Под палящими лучами высохла одежда, а когда Алексей Званцев шевельнулся, она на нем загремела. От этого, наверное, он очнулся, тихо попросил:
- Воды-ы!
Лежащий рядом Павло с трудом поднялся на локте и зажмурил глаза, привыкая к слепящему солнцу, которое снова затопило все вокруг. Набрав пригоршню морской воды, напоил Званцева, спросил!
- Ну, как тебе, Алексей?
- Больно…
- Что?
- Рана…
- Сейчас посмотрим…
Павло размотал бинты и увидел по-прежнему незаживающую рану. Промыл ее, выстирал бинты и снова туго забинтовал Званцева.
- Ну что там? - тревожно спросил Алексей.

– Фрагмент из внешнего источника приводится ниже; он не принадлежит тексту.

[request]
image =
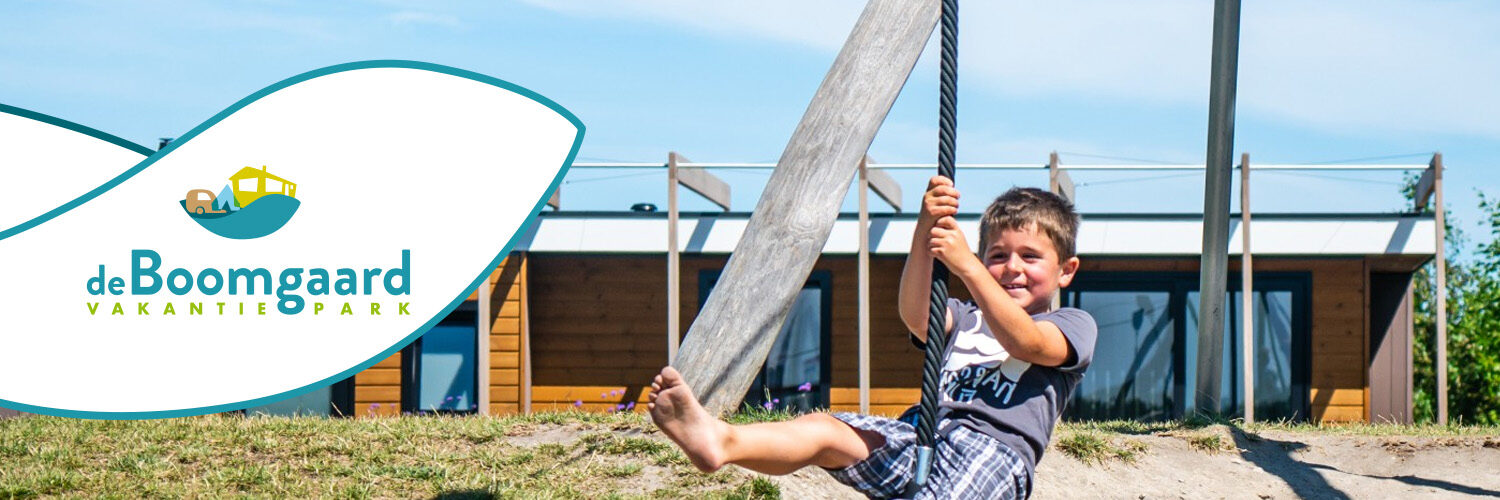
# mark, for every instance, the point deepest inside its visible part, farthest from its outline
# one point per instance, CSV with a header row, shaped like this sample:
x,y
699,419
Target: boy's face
x,y
1026,265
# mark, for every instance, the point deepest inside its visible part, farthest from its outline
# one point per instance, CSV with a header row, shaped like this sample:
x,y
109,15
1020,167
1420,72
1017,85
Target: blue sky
x,y
728,81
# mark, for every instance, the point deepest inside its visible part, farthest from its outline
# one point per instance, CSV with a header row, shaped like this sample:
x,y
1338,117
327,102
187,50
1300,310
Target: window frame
x,y
1179,284
411,368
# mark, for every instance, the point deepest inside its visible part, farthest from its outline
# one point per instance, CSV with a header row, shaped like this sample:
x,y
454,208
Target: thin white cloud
x,y
818,24
1343,66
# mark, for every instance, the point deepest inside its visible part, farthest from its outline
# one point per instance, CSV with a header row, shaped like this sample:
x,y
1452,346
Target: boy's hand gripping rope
x,y
938,307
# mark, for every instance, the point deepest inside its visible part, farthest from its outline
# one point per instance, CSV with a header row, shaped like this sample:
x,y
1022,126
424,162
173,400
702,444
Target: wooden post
x,y
1442,289
482,344
1059,183
864,287
672,266
1214,269
789,225
1247,293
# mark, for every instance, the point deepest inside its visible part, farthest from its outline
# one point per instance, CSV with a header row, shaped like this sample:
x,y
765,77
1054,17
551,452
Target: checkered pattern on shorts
x,y
966,464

- Ничего. Подсыхает немного, - неуверенно сказал Павло.
- Может, выживу?
- Да уж верно, что выживешь, - покраснел Павло и, досадуя на себя, прибавил: - Если бы ты в госпиталь ко мне попал, давно бы уж плясал, казак… А тут, видишь, затянулось… Все равно победим. Вон какой шторм победили!..
- Да, - пробовал улыбнуться Званцев.
В шлюпке плавали две каски, постукивая о решетчатое дно. Воды было по щиколотки. Ее не вычерпывали со вчерашнего дня.
На корме спал, разбросав руки, Фрол Каблуков. Алюминиевая фляга свисала на шнурке с его шеи, тихо постукивая о борт. Прокоп Журба лежал возле него, закинув на борт правую руку.
А вокруг море и море. И ни берега, ни чайки…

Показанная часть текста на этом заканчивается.